While the president has stayed close to home, he has dispatched Vice President Mike Pence to go farther afield. With Mr. Trump at Mar-a-Lago for Easter weekend, Mr. Pence arrived in Seoul, South Korea, on Sunday to start a 10-day trip through Asia, during which North Korea’s provocations were to be a major topic of discussion.

Members of Mr. Trump’s cabinet have also traveled extensively, with Secretary of State Rex W. Tillerson meeting with President Vladimir V. Putin of Russia last week and the defense secretary, Jim Mattis, traveling to South Korea and Japan in February.

White House officials had said Mr. Trump planned to travel extensively after his address to a joint session of Congress in February, as many presidents do to promote the domestic proposals featured in their State of the Union addresses. But a road show never materialized.

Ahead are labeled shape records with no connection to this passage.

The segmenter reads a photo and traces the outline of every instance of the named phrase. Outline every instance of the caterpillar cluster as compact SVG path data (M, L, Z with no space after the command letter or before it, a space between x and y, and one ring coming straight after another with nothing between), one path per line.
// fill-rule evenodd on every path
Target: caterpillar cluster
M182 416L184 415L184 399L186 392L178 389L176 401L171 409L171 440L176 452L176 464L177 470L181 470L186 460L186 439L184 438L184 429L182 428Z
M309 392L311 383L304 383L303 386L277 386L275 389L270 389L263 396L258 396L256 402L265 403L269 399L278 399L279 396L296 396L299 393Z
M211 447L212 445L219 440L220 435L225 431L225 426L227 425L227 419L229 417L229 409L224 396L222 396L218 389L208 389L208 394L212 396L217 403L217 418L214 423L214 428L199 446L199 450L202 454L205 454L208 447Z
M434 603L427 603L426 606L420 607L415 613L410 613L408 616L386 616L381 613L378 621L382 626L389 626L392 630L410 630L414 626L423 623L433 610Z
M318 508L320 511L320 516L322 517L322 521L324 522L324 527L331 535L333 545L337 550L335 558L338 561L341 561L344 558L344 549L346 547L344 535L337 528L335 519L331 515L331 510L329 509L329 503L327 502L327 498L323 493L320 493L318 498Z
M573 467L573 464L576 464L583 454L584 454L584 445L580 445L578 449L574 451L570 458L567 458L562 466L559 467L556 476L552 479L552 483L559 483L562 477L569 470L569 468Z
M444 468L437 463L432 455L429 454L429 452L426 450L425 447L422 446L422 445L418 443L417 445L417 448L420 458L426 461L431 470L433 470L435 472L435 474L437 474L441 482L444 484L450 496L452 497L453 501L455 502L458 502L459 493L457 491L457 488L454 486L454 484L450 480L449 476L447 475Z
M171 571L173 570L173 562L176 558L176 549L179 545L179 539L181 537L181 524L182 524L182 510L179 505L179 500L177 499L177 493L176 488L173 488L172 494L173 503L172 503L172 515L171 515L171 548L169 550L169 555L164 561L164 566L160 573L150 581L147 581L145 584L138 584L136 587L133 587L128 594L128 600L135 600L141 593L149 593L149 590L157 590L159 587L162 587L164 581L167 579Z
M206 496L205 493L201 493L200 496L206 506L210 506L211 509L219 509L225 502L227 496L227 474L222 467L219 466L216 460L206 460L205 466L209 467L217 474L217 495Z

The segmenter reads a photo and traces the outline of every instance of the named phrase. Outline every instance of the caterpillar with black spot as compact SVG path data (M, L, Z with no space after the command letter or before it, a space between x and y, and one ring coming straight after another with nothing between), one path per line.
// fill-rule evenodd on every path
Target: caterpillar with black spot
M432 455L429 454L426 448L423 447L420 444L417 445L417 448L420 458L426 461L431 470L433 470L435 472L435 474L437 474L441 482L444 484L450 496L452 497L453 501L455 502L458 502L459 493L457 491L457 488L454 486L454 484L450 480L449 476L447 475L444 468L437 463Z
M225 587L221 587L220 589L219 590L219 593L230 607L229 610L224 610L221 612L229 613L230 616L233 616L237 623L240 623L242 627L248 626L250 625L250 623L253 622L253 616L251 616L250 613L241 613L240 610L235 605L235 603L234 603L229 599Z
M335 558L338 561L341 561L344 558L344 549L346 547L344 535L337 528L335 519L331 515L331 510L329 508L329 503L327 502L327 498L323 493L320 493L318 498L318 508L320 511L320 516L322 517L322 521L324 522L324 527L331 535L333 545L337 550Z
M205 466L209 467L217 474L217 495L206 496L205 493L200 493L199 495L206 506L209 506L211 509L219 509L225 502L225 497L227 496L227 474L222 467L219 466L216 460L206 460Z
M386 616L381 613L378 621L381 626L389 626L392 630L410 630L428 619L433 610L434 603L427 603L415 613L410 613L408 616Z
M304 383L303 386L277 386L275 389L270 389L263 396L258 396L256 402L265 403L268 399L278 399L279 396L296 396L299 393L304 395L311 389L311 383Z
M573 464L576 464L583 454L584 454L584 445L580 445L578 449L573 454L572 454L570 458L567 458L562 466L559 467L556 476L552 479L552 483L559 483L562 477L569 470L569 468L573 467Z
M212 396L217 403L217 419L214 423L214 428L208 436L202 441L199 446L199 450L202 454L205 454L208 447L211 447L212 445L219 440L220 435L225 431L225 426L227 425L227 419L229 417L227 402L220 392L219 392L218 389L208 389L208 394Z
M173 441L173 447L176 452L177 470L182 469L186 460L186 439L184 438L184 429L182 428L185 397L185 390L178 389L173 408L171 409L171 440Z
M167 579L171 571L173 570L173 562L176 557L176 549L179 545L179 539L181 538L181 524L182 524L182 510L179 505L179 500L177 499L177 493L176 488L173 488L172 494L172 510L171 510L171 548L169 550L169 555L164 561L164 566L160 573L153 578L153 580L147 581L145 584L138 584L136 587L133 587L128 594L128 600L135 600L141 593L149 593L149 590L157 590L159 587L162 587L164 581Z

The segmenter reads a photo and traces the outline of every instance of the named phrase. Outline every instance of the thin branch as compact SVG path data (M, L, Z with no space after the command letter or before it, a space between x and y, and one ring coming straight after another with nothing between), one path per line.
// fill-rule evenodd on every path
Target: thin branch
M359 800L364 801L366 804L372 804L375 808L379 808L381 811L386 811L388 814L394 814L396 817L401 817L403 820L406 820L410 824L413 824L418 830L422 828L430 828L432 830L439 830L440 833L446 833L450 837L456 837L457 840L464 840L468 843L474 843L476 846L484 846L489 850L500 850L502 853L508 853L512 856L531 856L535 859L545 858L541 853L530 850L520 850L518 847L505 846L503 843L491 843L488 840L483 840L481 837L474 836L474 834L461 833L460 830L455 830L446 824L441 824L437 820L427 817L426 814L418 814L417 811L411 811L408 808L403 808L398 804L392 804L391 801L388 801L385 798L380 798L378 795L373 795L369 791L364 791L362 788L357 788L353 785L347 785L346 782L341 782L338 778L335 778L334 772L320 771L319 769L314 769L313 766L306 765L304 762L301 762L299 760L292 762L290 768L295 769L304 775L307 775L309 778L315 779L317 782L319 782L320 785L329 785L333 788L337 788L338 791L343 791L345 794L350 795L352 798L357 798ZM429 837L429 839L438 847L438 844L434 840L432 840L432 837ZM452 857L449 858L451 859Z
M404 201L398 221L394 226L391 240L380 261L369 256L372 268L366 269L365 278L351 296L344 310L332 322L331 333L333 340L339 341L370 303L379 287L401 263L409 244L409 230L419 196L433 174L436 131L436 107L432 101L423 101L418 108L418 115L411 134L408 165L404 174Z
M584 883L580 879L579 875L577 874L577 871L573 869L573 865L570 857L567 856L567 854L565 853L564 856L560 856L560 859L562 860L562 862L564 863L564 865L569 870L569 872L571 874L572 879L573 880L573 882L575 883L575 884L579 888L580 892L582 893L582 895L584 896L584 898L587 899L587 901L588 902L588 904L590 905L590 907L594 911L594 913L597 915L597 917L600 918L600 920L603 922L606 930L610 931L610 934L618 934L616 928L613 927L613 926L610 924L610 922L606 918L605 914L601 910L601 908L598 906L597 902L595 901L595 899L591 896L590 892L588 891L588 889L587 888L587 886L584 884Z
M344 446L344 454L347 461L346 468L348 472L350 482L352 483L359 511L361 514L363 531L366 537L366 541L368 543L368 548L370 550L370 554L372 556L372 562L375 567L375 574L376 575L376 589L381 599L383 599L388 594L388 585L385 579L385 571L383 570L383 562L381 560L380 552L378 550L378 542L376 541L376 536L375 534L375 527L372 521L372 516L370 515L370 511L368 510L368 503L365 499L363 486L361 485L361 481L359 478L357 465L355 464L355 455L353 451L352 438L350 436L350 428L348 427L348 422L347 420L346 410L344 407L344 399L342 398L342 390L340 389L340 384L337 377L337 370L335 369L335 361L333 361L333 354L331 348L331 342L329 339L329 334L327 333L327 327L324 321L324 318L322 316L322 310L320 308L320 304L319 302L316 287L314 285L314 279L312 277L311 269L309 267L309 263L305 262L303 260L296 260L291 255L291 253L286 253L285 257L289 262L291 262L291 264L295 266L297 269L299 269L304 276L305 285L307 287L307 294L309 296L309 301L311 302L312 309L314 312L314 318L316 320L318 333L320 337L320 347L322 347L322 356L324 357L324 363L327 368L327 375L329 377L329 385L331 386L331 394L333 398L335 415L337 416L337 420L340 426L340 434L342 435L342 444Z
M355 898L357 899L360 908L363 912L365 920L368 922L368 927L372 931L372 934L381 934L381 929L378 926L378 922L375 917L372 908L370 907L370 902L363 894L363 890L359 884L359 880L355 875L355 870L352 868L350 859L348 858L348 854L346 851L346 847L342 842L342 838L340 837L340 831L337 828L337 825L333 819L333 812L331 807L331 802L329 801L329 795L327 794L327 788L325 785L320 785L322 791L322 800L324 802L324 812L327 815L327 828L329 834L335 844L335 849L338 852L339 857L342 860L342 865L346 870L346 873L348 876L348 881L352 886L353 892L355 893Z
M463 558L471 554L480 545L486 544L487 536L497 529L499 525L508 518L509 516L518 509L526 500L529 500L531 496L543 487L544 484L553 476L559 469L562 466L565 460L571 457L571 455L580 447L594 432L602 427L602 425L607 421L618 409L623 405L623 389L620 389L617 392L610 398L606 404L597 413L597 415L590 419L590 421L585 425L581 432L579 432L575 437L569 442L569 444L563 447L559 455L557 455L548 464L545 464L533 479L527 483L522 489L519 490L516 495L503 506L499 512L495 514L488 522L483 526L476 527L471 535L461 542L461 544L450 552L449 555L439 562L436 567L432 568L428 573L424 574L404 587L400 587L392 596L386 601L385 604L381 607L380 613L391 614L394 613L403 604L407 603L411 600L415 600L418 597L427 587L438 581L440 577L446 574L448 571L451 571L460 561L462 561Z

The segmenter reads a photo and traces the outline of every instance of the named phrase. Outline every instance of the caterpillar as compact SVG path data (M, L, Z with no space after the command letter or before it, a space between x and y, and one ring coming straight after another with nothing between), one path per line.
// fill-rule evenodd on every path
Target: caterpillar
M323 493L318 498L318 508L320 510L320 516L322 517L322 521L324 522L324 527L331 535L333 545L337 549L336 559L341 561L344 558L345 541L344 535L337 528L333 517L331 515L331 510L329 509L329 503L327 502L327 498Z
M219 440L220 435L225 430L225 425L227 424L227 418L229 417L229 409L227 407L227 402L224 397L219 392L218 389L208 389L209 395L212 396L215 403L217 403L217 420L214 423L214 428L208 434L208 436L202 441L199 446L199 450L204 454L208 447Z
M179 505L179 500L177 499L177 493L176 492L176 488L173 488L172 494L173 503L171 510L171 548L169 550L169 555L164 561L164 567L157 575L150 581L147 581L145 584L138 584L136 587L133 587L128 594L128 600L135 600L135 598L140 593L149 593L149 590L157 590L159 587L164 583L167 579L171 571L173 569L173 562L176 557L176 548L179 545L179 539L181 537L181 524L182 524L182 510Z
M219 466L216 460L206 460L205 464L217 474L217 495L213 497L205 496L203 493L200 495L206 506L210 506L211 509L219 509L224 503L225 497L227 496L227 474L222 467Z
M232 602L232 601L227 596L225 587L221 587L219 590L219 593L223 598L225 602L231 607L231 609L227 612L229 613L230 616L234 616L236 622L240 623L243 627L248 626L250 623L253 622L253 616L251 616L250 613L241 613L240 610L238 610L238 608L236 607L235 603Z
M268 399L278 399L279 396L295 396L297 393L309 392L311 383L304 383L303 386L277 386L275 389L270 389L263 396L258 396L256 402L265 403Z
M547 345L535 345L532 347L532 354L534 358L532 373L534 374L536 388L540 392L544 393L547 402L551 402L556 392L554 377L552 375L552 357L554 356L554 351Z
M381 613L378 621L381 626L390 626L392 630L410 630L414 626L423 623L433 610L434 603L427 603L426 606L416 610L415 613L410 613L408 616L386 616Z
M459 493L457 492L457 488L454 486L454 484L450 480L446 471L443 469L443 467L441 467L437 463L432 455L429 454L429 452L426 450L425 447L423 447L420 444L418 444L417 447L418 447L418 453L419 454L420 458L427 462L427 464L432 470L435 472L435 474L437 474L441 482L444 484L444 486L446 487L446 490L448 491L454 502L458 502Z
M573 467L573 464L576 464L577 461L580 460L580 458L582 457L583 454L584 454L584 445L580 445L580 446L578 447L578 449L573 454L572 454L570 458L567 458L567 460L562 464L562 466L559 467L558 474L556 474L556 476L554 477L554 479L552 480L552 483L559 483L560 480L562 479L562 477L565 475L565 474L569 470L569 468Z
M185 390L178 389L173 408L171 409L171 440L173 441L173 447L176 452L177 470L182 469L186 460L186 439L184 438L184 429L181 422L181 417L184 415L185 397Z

Mr. Fleisher said that was not entirely a surprise. “It makes some sense that Donald Trump, whose candidacy was so much more about him — how he was different, how he could change Washington — rather than specific policy proposals, that his travel would be more about him personally than any initiative,” he said.

The travel that Mr. Trump has done has often been more about his own political future than about policy persuasion.

“What’s striking with President Trump is not only how contained his travel has been, but how much of it is around campaign rallies, rather than something he wants to get done,” said Kathryn Dunn Tenpas, a Brookings Institution scholar who has studied presidential travel.

If Mr. Trump were following past practice, Dr. Tenpas added, he would have traveled the country to push the Republican plan to overhaul health care, his first foray into legislative deal making. That effort collapsed last month after both conservative and moderate Republicans joined Democrats in opposing it.

But Mr. Spicer argued that a presidential road show on health care would not have changed the outcome, because Democrats had dug in against the plan to repeal the Affordable Care Act from the start.

“That was pretty much a baked deal from the get-go,” he said.

For now, the most frequent destination for Mr. Trump outside Washington has been Mar-a-Lago, in Palm Beach, Fla. He returned on Thursday, making a trip for Easter weekend — his seventh since taking office — that included near-daily stops at his golf resort in West Palm Beach. Since becoming president, Mr. Trump has spent 24 days at the exclusive club, sometimes called the Winter White House.

The president has used Mar-a-Lago as a staging ground for meetings with foreign leaders, including Prime Minister Shinzo Abe of Japan and President Xi Jinping of China.

Democrats and government watchdog groups have questioned the cost of the president’s Palm Beach excursions, and late last month, the Government Accountability Office began a review of the security procedures at Mar-a-Lago and the expense incurred by taxpayers for Mr. Trump’s trips there.

The president’s limited travel stands in stark contrast with his approach during his campaign, when he kept up a rapid pace of events throughout the country. But it may be in line with his approach of making spontaneous decisions that have at times left White House aides struggling to respond.

Presidential travel is complicated and time-consuming to plan, from scouting locations to determining a secure route for the motorcade. And Mr. Trump has vacillated about what his first policy priorities will be — shifting from health care to tax cuts and back to health care — which has most likely made it difficult to plot a travel schedule that would give him a strategic advantage.

Mr. Spicer argued that was not a factor in Mr. Trump’s limited travel schedule.

“It’s all about priorities,” he said.